Giga Lives!

#2
Good news. But being me, I just wanted to talk about the first line of the press release :)

"TEAC is the world leader in recording technology and started the project studio revolution."

I don't believe the first part of the statement, and I query the second. Did TEAC start any kind of studio recording revolution? I accept I may just not know about it, not having lived as long as some folks here, but I'm gonna take a punt it's not true either. When I think of TEAC I think mostly of their cheap VCRs and blank tapes.
 
#3
Good news. But being me, I just wanted to talk about the first line of the press release :)

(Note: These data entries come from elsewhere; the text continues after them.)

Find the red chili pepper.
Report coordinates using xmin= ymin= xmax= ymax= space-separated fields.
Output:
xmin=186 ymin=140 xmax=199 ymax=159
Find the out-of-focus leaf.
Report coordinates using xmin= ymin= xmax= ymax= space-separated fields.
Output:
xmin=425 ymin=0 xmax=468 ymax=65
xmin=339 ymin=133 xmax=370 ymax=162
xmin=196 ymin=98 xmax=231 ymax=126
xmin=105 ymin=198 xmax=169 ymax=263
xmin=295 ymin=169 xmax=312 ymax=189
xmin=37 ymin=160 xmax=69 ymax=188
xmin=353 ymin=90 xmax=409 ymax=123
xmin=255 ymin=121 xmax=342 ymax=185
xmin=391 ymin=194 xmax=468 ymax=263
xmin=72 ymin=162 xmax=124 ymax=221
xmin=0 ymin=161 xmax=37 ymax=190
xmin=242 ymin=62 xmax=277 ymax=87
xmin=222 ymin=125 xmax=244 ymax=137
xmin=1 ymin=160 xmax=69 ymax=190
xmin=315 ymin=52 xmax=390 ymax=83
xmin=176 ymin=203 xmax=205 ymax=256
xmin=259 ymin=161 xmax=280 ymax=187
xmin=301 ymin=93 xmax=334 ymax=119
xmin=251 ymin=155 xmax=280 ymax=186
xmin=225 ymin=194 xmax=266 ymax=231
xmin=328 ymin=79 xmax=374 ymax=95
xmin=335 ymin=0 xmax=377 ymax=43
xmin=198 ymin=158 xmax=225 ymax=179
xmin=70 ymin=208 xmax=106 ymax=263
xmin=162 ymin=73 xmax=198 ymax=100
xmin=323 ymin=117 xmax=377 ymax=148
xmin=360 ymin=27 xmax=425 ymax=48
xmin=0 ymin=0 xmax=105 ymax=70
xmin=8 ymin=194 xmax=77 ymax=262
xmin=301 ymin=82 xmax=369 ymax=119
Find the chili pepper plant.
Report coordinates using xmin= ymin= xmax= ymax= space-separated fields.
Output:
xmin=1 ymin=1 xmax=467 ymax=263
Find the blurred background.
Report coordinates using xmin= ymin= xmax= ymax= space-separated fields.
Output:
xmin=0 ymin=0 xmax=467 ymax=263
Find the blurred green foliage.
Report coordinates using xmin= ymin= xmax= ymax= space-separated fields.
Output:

"TEAC is the world leader in recording technology and started the project studio revolution."

I don't believe the first part of the statement, and I query the second. Did TEAC start any kind of studio recording revolution? I accept I may just not know about it, not having lived as long as some folks here, but I'm gonna take a punt it's not true either. When I think of TEAC I think mostly of their cheap VCRs and blank tapes.
I don't know if you would say they are the leader in recording technology but they did have a lot of firsts. One of them being the A-3340 4 track reel to reel
(sound on sound) tape deck. It was the first piece of "professional" recording gear I owned. We recorded several sessions that were used on both PBS and NPR and a couple of early albums using the 3340 so I'd say Teac did have a big hand in the "project studio revolution".

Also, Teac/Tascam developed the "Portastudio" cassette concept that was widely copied. I had a Teac A-3340 in the mid-late seventies, it wasn't long after that the first Portastudios came out.

As for recording technology, Gigastudio with it's real-time disk streaming was way ahead of the curve, it's still a viable format years later, and apparently.... not dead yet.